Empresa também foi condenada a ressarcir danos materiais de consumidores, por meio da liquidação da sentença.

A 5ª Vara Cível da Comarca de Rio Branco condenou concessionária de energia, ao pagamento de indenização por danos morais coletivos, em decorrência de repetidas falhas na prestação de serviço – blecautes ocorridos em Rio Branco, durante o segundo semestre de 2015.

A decisão, da juíza de Direito Olívia Ribeiro, publicada na edição nº 6.593 do Diário da Justiça Eletrônico (DJE, fl. 46), também determinou que a empresa deverá ressarcir danos materiais a consumidores que possam comprová-los, por meio da liquidação da sentença.

A magistrada sentenciante considerou que restou comprovado, nos autos, tanto o ato ilícito (apagões de energia elétrica, alguns com duração de até três horas) quanto as consequências (materiais e morais) para os consumidores, além do nexo de ação e resultado existente entre ambos – o chamado nexo causal.

A titular da 5ª Vara Cível da Comarca de Rio Branco também assinalou que a ré reconheceu, em manifestação ao Ministério Público, “a falha na prestação de serviço, confirmando que as interrupções ocorreram (…) e que foram adotadas soluções emergenciais para amenizar as causas e mitigar os efeitos associados a instabilidade do sistema elétrico, mas deixou claro que a solução estrutural que permitiria a operação de forma segura do sistema de transmissão somente seria concluída em novembro de 2016”.

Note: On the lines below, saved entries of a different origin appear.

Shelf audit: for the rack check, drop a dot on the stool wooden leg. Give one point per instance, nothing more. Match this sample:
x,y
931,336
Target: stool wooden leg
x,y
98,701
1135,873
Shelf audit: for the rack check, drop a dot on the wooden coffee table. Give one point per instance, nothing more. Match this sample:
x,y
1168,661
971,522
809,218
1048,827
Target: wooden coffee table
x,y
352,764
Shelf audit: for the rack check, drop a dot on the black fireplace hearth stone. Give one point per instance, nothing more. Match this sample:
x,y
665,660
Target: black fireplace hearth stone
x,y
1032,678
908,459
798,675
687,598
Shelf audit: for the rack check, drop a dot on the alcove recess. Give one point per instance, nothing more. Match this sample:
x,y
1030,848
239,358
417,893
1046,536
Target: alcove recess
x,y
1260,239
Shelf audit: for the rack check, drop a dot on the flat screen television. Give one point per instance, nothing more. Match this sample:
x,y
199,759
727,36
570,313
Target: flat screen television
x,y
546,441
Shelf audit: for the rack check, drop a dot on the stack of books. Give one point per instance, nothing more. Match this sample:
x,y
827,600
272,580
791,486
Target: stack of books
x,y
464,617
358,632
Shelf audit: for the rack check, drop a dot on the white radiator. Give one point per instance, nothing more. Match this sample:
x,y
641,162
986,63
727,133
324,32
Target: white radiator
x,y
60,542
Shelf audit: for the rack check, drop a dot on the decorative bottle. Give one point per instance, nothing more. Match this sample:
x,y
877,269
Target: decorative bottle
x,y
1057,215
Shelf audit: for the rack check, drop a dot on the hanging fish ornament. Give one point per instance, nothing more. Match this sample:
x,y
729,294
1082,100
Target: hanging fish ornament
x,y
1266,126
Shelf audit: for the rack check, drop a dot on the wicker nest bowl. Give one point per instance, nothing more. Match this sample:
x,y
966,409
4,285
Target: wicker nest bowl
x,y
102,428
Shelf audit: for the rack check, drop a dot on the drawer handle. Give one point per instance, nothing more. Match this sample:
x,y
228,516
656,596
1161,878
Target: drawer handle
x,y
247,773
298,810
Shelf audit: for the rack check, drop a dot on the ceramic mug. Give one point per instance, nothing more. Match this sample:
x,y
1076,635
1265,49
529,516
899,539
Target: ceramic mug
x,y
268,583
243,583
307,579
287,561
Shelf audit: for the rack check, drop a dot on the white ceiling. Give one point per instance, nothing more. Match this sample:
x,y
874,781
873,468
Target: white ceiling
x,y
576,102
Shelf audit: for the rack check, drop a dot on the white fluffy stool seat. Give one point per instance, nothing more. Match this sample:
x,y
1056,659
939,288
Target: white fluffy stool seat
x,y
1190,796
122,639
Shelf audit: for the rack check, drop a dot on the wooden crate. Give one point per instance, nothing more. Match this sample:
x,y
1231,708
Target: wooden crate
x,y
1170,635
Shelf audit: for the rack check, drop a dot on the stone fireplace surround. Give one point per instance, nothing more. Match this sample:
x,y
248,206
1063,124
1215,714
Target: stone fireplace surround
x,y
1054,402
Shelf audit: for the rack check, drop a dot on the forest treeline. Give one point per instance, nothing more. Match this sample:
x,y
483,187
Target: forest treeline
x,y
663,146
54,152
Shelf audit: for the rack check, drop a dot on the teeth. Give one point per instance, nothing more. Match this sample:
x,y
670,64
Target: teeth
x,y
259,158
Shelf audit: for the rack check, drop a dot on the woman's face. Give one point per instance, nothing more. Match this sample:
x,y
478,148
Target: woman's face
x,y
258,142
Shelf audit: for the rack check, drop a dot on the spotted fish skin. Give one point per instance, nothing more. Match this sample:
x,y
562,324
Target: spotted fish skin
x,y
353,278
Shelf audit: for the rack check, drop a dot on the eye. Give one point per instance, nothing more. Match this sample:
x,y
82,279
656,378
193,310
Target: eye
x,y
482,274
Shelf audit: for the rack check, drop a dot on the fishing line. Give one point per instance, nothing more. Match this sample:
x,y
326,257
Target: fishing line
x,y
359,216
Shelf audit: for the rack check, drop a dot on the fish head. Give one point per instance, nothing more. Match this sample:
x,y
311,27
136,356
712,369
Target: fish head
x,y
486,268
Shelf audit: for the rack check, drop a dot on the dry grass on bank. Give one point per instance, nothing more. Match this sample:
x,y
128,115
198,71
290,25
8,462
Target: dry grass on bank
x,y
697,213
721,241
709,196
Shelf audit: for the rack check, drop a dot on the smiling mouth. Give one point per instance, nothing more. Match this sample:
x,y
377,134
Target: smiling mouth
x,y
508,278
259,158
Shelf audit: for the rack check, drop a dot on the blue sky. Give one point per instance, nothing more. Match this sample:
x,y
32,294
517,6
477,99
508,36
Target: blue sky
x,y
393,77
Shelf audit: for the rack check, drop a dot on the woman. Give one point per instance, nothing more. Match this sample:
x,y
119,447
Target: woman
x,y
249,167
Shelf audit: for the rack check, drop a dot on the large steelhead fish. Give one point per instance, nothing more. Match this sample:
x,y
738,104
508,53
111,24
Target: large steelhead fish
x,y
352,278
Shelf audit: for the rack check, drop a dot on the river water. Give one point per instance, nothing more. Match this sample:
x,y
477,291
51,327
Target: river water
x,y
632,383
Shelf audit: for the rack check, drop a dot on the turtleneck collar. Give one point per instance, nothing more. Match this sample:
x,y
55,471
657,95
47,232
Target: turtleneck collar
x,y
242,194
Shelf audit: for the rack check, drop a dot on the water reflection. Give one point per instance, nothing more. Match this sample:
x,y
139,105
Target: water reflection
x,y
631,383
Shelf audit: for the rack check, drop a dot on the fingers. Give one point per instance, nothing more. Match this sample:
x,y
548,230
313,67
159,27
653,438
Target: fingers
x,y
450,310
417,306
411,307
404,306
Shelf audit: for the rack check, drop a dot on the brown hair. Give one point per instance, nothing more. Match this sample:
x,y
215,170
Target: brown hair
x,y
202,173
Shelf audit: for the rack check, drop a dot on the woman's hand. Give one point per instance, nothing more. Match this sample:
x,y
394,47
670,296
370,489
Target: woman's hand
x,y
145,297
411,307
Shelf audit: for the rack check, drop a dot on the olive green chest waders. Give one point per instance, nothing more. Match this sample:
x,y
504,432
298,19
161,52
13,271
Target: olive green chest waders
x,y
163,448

“As interrupções foram ocasionadas por curtos circuitos (…), em razão das condições fragilizadas de operação (indisponibilidade de geração local por falta de combustível da UTE Termonorte II e pelo nível reduzido de reservatório da UHE Samuel; incompletude do sistema de transmissão a partir de Mato Grosso, instabilidades decorrentes dos testes de integração da transmissão das usinas [do Rio] Madeira)”, destacou a juíza de Direito, na sentença, mencionando como fonte o Operador Nacional do Sistema Elétrico.

Por fim, a magistrada sentenciante entendeu que restou caracterizada, nos autos, a responsabilidade objetiva da demandada, no caso, que resultou em danos materiais causados a populares de Rio Branco (aparelhos eletrônicos e eletrodomésticos queimados, entre outros), além de danos morais coletivos, em consequência dos apagões ocorridos nos dias 16/07, 30/07, 11/08, 31/08, 13/09, 18/09 e 20/09 do ano de 2015.

A indenização por danos morais coletivos foi fixada no valor de R$ 800 mil, observados os chamados princípios da razoabilidade e proporcionalidade e considerada a gravidade do caso. Os valores deverão ser partilhados e revertidos em partes iguais, em favor do Fundo Estadual de Defesa dos Direitos Difusos e ao Fundo Especial do Ministério Público do Estado do Acre.

Atenção consumidores

A empresa demandada também foi condenada a reparar danos materiais comprovadamente sofridos por consumidores de Rio Branco, nos dias dos referidos apagões, através da liquidação da sentença.

Após o trânsito em julgado (fim do prazo legal de 15 dias para apresentação de recurso), não havendo manifestação da empresa, interessados deverão levar cópia da sentença da 5ª Vara Cível da Comarca de Rio Branco (baixar aqui) até qualquer Vara ou Juizado Cível da Capital, apresentar todos documentos que comprovem o dano material, nas datas em questão, e requerer a liquidação da decisão judicial para fazer valer o direito de ressarcimento.

NOTA DA ENERGISA

A Energisa Acre esclarece que a decisão judicial da 5ª Vara Cível da Comarca de Rio Branco sobre ressarcir danos materiais de consumidores sobre falhas na prestação de serviço não diz respeito à Energisa Acre e sim a Eletrobras Eletronorte, que é responsável pela transmissão e geração de energia elétrica.